I save them by kerfing the meeting rail from the inside and gluing in a quarter-sawn pine spline with hot hide glue, which fattens a 5/16" edge without touching the exterior profile; oil it with a 50/50 linseed/turp wash before putty. Are the lock-side tenon shoulders still crisp, or are they crumbly? If the shoulders are gone or the hinge stile is punky past the pin holes, I replace just that rail and keep the wavy glass; Leeke’s walkthrough is solid: https://historichomeworks.com/hhw/.
Building on @elsaJ45, I’d save them: laminate a 1/8" boxwood (or QS white oak) slip onto the interior meeting edge with fish glue, plane flush, and hit the joint with a quick dewaxed shellac wash — it’s like giving the rail a new lip without a facelift. Remake only if the horns and tenon shoulders are gone; are your horns still intact?
I’d tighten the joints first: pull the old pegs at the meeting rail, ream a hair, and draw‑bore in new riven oak pins with a slight offset so your 5/16" build stays put instead of popping later. @KeeneRestorer, do the original pins still bite or are they spinning?
At ‘5/16" at the lock’ I’d keep the wavy glass and glue/pin a thin applied astragal on the interior lock edge, then plane it in; it restores thickness, improves seal, and is fully reversible. Would you tolerate a discreet applied piece on an 1894 Queen Anne in Keene? Interior storms will take load off the sash so that repair holds.
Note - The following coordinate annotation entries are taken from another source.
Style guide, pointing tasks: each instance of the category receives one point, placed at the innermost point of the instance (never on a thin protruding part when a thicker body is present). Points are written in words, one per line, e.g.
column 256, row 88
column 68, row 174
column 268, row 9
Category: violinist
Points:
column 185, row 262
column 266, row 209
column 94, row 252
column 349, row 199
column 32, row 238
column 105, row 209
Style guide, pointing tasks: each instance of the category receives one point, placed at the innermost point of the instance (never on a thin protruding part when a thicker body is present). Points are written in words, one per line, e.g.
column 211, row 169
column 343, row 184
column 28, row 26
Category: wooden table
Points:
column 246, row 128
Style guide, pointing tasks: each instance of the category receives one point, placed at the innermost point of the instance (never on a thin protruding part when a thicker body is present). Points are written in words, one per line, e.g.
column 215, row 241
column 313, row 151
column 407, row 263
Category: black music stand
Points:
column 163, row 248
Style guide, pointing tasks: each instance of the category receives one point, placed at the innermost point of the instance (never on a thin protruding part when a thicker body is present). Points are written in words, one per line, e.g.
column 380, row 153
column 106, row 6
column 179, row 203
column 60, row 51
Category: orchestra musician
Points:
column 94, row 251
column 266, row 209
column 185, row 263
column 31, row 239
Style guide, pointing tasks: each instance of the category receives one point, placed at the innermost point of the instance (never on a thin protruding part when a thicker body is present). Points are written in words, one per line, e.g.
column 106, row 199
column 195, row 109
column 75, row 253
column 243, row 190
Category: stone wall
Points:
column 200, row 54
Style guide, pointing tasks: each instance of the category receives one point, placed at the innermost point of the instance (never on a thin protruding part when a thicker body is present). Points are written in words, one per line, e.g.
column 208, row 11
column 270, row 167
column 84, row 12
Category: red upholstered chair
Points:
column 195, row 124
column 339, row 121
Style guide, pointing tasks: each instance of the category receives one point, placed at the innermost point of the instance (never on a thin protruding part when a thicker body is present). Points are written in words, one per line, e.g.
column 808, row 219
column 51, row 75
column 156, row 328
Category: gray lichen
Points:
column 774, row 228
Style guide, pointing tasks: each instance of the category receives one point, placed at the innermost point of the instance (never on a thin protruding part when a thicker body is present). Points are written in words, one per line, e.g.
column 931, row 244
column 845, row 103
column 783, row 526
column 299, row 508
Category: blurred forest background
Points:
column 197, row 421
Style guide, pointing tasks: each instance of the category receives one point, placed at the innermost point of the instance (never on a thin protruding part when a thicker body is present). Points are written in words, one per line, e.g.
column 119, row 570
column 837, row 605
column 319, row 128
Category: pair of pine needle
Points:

Save them: kerf the inside face of the meeting rail and let in a 1/16" brass spline with hot hide glue, then plane flush; it discreetly stiffens that skinny section and gives the lock screws something to bite… I pair that with spring bronze and a tight interior storm so the sash does less work; if a rail’s lost about 30% section or the mortise is mush, that’s my remake line. @garyP88 ever try a brass spline on sash?